Electronic Classroom of Tomorrow, 8th Dist. Nos. 95022, 95287, 2012-Ohio-1185,
“Under Civ.R. 8(C), a defendant is required to affirmatively set forth matters that will
effectively preclude a finding of liability on the part of the defendant. Failure to raise
such defenses in a responsive pleading or motion will constitute a waiver of those
defenses. Statutory immunity is an affirmative defense, and if it is not raised in a timely
fashion, it is waived. State ex rel. Koren v. Grogan, 68 Ohio St.3d 590, 594, 629 N.E.2d
446 (1994), Civ.R. 8(C); Civ.R. 12(H). Further, even if immunity is asserted as an
affirmative defense in a defendant's answer, it still must be asserted in the motion for
summary judgment. Leibson v. Ohio Dept. of Mental Retardation & Developmental
Disabilities, 84 Ohio App.3d 751, 761, 618 N.E.2d 232 (8th Dist.1992). However, a
summary judgment motion is not the proper format in which to raise an affirmative
defense for the first time in a case. Mossa v. W. Credit Union, Inc., 84 Ohio App.3d 177,
181, 616 N.E.2d 571 (10th Dist.1992). Affirmative defenses cannot be asserted for the
first time in a motion for summary judgment. Carmen v. Link (1997), 119 Ohio App.3d
244, 695 N.E.2d 28.” Id at paragraph 24. See also Brown v. Lincoln Hts., 195 Ohio
App.3d 149, 2011-Ohio- 3551, 958 N.E.2d 1280 (1st Dist). In Brown, the appellant
argued that the trial court had erred in granting the appellee’s motion for summary
judgment on the issue of recreational-user immunity under R.C. 1533.181. The
appellant asserted that the appellee waived the affirmative defense of recreational-
user immunity by failing to raise the defense in its answer. The First District Court of
Appeals agreed and reversed the trial court’s grant of summary judgment on the basis
of recreational-user immunity. See also Eulrich v. Weaver Bros., Inc., 165 Ohio
App.3d 313, 2005-Ohio-5891, 846 N.E.2d 542 (3rd Dist.).

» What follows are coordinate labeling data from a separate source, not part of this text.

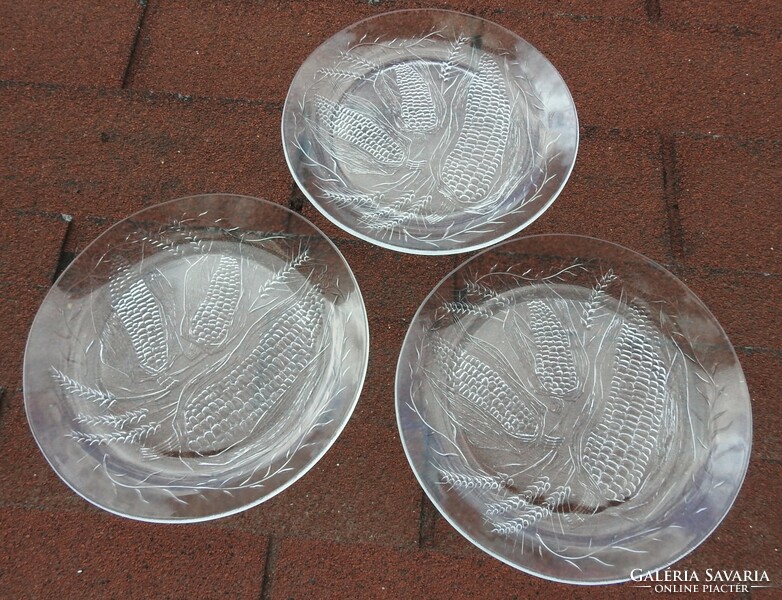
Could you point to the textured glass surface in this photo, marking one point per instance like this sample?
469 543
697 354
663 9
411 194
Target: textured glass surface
196 359
573 409
429 131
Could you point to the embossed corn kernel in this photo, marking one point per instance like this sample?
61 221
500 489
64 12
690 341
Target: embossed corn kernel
470 169
226 411
619 448
417 105
142 317
216 312
361 131
554 362
473 380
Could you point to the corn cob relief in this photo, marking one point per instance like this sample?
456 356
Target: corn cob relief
555 365
528 514
362 133
228 410
468 378
417 104
619 448
216 311
141 316
470 170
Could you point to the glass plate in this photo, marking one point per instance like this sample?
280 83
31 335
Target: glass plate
573 409
196 359
429 131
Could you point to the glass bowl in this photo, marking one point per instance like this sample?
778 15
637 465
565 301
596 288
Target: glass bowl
196 359
573 409
429 131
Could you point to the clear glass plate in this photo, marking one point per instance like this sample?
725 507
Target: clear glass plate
573 409
429 131
196 359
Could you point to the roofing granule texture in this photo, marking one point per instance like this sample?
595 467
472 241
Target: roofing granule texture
108 107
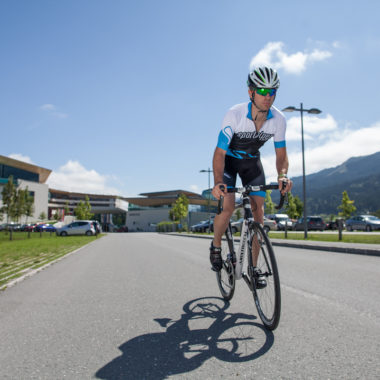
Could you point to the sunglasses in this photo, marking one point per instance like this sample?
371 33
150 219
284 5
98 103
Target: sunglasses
265 91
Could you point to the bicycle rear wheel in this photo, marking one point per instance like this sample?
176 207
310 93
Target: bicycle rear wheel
226 276
267 299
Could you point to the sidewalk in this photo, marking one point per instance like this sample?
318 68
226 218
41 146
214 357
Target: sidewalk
355 248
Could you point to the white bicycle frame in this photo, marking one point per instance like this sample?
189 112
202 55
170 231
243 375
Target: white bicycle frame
243 247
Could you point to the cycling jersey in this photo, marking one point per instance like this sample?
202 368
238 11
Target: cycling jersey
239 138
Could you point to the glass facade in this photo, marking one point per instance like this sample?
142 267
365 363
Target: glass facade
7 171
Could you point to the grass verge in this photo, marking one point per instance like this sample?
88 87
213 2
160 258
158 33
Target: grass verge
23 254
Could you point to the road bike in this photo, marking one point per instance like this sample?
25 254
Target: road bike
268 298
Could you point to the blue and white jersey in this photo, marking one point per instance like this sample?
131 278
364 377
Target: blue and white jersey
239 137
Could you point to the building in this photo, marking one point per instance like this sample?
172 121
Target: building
26 176
104 207
146 211
136 213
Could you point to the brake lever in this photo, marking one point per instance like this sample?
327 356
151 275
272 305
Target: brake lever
220 202
282 198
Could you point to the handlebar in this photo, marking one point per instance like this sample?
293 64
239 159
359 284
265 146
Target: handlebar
246 190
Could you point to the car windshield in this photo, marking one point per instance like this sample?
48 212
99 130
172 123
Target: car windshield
371 217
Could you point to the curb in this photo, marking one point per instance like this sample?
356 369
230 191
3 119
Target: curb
325 246
35 271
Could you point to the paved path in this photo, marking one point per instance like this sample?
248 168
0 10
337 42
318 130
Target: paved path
146 306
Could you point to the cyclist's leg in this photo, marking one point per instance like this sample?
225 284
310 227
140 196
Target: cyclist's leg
257 204
253 174
221 221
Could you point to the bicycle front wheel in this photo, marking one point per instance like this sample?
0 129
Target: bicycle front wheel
226 276
267 298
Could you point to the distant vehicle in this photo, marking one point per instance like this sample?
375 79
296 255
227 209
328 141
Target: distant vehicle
202 226
314 223
79 227
282 220
45 228
363 222
122 229
12 226
28 227
268 225
333 225
97 226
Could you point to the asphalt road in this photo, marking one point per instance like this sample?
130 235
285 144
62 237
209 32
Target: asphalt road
147 306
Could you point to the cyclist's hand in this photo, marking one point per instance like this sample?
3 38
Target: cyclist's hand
288 184
217 192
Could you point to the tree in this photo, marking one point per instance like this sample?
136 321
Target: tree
29 205
180 208
20 203
269 205
347 206
9 198
67 210
238 213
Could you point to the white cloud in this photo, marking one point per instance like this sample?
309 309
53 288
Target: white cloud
312 125
194 188
53 110
48 107
76 178
337 147
273 55
21 157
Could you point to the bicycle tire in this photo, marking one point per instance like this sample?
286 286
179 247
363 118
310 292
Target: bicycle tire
226 276
268 299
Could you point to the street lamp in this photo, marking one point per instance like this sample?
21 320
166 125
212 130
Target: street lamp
314 111
209 195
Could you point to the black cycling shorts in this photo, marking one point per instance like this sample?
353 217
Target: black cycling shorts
251 172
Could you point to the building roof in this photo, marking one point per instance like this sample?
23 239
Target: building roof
43 173
172 193
167 198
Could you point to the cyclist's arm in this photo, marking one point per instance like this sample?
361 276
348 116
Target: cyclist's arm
218 167
282 165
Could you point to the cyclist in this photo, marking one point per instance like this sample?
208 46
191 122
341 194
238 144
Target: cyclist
246 127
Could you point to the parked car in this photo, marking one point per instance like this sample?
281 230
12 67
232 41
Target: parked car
45 228
12 226
315 223
98 226
202 226
363 222
282 220
268 225
79 227
333 225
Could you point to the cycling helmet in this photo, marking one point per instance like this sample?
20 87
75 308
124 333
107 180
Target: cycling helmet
263 77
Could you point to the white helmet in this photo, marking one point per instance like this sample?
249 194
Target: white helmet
263 77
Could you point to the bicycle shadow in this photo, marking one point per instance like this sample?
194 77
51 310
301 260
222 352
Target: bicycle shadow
230 337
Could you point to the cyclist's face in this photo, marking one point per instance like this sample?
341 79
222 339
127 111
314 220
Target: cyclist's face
263 102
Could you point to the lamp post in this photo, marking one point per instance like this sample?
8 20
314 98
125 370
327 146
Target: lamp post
209 195
312 111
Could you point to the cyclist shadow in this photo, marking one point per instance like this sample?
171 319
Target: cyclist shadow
231 337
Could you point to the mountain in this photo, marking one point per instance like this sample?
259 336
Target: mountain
359 176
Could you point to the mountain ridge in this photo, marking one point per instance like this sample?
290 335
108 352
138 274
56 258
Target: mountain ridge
359 176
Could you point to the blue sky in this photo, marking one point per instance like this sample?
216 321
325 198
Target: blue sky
128 97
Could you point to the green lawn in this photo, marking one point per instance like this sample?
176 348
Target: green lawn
23 254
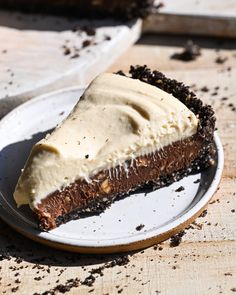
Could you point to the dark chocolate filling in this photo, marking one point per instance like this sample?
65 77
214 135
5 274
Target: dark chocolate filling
152 171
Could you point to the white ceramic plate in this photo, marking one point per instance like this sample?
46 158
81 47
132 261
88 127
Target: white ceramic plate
162 212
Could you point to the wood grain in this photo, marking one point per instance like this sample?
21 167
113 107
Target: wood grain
205 261
39 54
211 18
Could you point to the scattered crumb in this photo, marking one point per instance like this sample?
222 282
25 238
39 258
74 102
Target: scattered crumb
220 60
191 52
176 239
180 189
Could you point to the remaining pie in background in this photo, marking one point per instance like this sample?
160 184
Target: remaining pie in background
122 9
124 133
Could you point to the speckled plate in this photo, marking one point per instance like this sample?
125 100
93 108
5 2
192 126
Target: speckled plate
161 213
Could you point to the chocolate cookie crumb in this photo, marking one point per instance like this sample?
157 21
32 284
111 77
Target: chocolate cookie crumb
204 213
180 189
176 239
197 180
204 89
220 60
86 43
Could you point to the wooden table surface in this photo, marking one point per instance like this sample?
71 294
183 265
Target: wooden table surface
205 260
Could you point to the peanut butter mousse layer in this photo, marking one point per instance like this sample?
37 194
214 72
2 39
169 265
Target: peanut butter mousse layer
122 135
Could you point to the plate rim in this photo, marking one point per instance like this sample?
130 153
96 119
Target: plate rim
134 242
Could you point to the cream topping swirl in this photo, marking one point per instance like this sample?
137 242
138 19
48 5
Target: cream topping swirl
116 119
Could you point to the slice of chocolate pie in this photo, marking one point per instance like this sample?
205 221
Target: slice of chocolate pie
122 135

{¶9} In the case sub judice, appellee did not raise the affirmative defense of
immunity under R.C. 2305.321 in his answer. He, therefore, could not raise such
defense for the first time in his Motion for Summary Judgment. We find, therefore, that
the trial court erred in granting appellee’s Motion for Summary Judgment.
{¶10} Appellants’ first assignment of error is, therefore, sustained. Appellants’
second assignment of error is moot.
{¶11} Accordingly, the judgment of the Knox County Court of Common Pleas is
reversed and this matter is remanded for further proceedings.
By: Baldwin, J.
Wise, P.J. and
Delaney, J. concur.
HON. CRAIG R. BALDWIN
HON. JOHN W. WISE
HON. PATRICIA A. DELANEY
CRB/dr
IN THE COURT OF APPEALS FOR KNOX COUNTY, OHIO
FIFTH APPELLATE DISTRICT
:
JAMES R. WEMER, ET. AL., :
:
Plaintiffs-Appellants : JUDGMENT ENTRY
:
:
-vs- :
: Case No. 12CA17
JOHN WALKER AKA JOHNNIE :
WALKER :
:
Defendant - Appellee :
For the reasons stated in our accompanying Opinion on file, the judgment of the
Knox County Court of Common Pleas is reversed and this matter is remanded for
further proceedings. Costs assessed to appellee.